From: Igor Mammedov <imammedo@redhat.com>
To: Tao Xu <tao3.xu@intel.com>
Cc: Eduardo Habkost <ehabkost@redhat.com>,
"Liu, Jingqi" <jingqi.liu@intel.com>,
"Du, Fan" <fan.du@intel.com>,
Qemu Developers <qemu-devel@nongnu.org>,
"daniel@linux.ibm.com" <daniel@linux.ibm.com>,
Jonathan Cameron <jonathan.cameron@huawei.com>,
Dan Williams <dan.j.williams@intel.com>
Subject: Re: [Qemu-devel] [PATCH v9 05/11] numa: Extend CLI to provide initiator information for numa nodes
Date: Tue, 27 Aug 2019 15:12:06 +0200 [thread overview]

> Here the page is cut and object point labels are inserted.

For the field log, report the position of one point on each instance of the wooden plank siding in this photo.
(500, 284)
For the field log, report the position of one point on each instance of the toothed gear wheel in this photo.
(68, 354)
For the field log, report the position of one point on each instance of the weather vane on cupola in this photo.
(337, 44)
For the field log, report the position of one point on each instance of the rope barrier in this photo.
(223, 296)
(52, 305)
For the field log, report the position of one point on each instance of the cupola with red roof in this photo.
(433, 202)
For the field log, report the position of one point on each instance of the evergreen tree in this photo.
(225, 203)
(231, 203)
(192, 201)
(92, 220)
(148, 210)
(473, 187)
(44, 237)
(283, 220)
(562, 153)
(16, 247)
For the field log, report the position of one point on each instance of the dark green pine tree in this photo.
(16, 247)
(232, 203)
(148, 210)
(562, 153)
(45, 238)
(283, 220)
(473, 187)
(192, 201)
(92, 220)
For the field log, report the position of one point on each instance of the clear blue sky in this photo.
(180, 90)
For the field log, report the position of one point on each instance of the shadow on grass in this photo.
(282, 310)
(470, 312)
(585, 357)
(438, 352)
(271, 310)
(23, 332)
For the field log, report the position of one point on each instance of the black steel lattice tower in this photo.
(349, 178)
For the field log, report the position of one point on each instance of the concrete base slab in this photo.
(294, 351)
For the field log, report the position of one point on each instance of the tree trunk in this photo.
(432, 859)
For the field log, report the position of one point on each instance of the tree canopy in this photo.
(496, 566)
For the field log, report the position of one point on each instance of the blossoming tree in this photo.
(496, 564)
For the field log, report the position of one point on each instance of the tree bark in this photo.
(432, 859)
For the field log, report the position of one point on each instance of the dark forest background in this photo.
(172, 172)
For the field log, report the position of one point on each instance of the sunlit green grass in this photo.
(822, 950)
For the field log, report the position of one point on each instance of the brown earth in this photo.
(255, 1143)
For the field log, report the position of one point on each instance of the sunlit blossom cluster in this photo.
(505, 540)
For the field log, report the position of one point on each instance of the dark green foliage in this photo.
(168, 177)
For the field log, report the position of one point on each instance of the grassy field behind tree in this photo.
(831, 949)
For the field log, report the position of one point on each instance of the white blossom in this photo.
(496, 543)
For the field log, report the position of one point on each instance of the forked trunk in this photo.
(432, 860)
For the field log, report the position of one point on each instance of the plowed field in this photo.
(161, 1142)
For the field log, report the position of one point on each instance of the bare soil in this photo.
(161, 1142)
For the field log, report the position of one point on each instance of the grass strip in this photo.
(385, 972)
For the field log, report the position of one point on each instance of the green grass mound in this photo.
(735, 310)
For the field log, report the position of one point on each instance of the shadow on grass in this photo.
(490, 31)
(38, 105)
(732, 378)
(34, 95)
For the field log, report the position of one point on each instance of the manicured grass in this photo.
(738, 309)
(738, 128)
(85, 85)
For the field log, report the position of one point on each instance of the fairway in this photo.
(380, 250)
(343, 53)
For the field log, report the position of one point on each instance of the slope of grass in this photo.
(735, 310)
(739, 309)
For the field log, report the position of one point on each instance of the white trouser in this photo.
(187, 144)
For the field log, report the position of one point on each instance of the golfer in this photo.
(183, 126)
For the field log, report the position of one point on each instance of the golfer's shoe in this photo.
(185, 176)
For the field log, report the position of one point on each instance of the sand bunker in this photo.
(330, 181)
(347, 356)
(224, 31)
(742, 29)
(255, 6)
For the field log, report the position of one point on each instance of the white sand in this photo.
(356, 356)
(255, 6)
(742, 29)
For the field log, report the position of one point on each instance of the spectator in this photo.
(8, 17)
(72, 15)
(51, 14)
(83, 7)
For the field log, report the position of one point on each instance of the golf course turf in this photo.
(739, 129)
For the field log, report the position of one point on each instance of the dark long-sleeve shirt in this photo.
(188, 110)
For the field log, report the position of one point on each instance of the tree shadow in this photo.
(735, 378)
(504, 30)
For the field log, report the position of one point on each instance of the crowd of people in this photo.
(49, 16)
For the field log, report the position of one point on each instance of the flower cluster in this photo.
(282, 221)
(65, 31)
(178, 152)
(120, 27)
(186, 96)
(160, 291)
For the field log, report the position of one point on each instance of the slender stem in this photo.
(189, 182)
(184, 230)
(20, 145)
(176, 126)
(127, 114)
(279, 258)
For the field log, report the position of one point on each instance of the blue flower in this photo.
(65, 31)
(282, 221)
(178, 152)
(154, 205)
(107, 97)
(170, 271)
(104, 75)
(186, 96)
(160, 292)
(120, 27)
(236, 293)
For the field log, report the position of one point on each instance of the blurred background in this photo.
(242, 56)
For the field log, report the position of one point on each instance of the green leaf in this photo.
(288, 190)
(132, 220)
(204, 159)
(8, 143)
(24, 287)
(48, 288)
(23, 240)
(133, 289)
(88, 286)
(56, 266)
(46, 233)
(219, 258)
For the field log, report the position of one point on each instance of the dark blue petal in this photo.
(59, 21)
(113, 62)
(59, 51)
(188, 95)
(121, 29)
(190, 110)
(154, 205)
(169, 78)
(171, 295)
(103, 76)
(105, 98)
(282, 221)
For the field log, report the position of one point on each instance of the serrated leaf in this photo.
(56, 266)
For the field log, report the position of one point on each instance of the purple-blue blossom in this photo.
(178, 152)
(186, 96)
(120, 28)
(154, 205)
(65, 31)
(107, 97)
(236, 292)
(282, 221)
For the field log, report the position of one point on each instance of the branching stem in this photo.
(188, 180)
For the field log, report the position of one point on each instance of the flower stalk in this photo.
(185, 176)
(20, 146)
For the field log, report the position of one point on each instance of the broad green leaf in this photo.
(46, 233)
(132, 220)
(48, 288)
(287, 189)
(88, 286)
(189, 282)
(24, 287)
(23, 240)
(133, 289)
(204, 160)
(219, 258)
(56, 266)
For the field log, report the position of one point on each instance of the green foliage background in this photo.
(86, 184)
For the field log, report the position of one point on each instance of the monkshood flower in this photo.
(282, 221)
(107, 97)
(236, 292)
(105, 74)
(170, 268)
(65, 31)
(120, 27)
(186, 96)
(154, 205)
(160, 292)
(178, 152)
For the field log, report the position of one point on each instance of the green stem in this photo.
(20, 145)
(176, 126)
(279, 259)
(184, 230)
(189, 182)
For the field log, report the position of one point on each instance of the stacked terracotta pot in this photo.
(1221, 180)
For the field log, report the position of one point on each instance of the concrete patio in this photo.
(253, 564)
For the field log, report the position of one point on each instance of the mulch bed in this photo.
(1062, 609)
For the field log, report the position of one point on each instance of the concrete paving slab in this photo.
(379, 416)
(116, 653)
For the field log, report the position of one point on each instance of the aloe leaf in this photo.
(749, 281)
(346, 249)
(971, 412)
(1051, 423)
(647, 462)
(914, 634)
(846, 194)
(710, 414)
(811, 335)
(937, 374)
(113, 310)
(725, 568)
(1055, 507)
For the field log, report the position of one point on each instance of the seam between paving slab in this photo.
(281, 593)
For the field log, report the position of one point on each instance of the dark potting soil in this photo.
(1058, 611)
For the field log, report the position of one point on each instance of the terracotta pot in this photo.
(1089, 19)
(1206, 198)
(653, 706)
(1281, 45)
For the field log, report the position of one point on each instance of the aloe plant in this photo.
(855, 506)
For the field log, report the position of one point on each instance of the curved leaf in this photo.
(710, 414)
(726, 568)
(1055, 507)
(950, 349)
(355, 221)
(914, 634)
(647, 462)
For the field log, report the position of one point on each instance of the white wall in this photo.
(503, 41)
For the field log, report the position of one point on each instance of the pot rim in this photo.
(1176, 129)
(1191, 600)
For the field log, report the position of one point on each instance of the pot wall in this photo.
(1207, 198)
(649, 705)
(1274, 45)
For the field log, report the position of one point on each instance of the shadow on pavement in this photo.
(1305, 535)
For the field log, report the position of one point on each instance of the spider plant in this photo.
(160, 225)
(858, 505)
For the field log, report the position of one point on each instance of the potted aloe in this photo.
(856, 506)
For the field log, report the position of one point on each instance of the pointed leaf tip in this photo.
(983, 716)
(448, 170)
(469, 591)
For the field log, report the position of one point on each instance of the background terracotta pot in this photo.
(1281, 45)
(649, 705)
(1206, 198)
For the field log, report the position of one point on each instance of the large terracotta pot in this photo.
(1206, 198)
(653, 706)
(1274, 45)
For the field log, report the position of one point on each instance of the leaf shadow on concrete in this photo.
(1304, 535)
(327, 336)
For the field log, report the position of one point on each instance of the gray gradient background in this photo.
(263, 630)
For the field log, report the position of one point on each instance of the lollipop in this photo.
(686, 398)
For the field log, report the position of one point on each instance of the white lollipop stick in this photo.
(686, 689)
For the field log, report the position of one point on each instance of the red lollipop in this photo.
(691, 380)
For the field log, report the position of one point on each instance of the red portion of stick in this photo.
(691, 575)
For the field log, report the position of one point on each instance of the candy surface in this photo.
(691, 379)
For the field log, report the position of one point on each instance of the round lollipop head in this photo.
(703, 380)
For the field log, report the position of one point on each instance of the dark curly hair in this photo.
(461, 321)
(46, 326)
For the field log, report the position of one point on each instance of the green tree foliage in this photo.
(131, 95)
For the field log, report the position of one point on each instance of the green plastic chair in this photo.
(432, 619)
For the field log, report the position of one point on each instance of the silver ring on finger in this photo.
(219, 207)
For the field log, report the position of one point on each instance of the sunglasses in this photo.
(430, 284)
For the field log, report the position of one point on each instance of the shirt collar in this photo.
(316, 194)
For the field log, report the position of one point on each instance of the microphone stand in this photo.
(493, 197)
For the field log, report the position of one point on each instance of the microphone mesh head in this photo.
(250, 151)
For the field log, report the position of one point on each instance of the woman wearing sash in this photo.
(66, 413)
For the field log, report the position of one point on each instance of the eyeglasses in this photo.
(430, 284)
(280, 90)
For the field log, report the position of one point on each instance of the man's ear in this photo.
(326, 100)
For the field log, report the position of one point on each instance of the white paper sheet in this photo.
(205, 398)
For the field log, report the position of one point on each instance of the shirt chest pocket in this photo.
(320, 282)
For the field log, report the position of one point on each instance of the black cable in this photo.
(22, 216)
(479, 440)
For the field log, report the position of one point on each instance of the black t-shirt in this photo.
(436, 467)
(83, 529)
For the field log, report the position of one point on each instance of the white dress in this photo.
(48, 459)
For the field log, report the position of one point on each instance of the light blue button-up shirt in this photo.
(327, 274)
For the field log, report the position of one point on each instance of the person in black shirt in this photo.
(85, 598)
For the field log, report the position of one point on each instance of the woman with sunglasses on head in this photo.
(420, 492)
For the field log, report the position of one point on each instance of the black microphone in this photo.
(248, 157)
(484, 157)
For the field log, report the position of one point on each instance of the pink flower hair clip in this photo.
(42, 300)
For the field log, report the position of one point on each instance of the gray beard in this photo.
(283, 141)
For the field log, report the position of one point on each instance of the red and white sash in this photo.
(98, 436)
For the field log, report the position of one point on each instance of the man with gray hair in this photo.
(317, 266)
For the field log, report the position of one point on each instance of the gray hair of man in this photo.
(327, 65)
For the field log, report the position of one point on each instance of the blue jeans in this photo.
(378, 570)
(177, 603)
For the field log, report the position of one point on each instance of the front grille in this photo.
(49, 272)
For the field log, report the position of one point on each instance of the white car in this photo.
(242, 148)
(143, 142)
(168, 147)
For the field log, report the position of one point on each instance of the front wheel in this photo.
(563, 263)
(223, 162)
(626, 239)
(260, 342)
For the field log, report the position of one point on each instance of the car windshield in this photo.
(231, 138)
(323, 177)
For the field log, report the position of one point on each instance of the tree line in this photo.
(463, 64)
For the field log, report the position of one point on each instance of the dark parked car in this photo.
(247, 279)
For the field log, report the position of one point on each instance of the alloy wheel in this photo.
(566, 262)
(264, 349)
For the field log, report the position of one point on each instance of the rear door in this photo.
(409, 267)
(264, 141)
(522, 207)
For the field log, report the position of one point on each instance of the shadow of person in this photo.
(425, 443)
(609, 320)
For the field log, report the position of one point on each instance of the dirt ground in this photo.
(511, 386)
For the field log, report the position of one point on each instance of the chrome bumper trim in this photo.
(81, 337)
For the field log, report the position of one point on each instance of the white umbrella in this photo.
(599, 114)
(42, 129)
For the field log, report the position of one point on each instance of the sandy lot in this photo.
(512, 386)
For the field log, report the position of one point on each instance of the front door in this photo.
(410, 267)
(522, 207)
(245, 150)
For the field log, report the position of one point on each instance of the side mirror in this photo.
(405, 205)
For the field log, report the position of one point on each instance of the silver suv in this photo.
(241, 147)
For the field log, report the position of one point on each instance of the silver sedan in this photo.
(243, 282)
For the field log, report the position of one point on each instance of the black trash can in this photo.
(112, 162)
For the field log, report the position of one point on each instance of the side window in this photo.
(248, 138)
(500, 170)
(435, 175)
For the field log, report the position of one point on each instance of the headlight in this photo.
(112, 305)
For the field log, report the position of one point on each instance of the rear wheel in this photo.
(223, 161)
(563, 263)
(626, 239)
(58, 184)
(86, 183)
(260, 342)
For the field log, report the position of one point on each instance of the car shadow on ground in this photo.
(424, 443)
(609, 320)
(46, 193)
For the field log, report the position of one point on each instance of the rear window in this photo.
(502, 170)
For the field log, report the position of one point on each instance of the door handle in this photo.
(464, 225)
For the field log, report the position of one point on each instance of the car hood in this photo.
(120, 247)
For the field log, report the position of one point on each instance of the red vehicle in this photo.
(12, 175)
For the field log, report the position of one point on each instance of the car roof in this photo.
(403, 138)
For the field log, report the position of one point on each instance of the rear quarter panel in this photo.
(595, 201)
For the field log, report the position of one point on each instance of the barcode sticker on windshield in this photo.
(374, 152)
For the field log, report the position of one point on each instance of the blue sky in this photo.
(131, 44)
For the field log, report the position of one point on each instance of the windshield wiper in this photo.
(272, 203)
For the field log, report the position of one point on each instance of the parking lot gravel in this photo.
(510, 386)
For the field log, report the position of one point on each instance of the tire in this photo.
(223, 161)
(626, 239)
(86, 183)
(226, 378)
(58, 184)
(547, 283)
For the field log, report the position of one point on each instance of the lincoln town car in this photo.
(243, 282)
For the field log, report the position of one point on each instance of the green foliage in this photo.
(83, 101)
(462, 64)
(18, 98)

Message-ID: <20190827151206.7b2ddce5@redhat.com> (raw)
In-Reply-To: <b0a958d6-2e2c-ab4b-36b7-b1fc13e0c2e3@intel.com>
On Tue, 20 Aug 2019 16:34:44 +0800
Tao Xu <tao3.xu@intel.com> wrote:
> On 8/16/2019 10:57 PM, Igor Mammedov wrote:
> > On Wed, 14 Aug 2019 19:31:27 -0700
> > Dan Williams <dan.j.williams@intel.com> wrote:
> >
> >> On Wed, Aug 14, 2019 at 6:57 PM Tao Xu <tao3.xu@intel.com> wrote:
> >>>
> >>> On 8/15/2019 5:29 AM, Dan Williams wrote:
> >>>> On Tue, Aug 13, 2019 at 10:14 PM Tao Xu <tao3.xu@intel.com> wrote:
> >>>>>
> >>>>> On 8/14/2019 10:39 AM, Dan Williams wrote:
> >>>>>> On Tue, Aug 13, 2019 at 8:00 AM Igor Mammedov <imammedo@redhat.com> wrote:
> >>>>>>>
> >>>>>>> On Fri, 9 Aug 2019 14:57:25 +0800
> >>>>>>> Tao <tao3.xu@intel.com> wrote:
> >>>>>>>
> >>>>>>>> From: Tao Xu <tao3.xu@intel.com>
> >>>>>>>>
> >>> [...]
> >>>>>>>> + for (i = 0; i < machine->numa_state->num_nodes; i++) {
> >>>>>>>> + if (numa_info[i].initiator_valid &&
> >>>>>>>> + !numa_info[numa_info[i].initiator].has_cpu) {
> >>>>>>> ^^^^^^^^^^^^^^^^^^^^^^ possible out of bounds read, see bellow
> >>>>>>>
> >>>>>>>> + error_report("The initiator-id %"PRIu16 " of NUMA node %d"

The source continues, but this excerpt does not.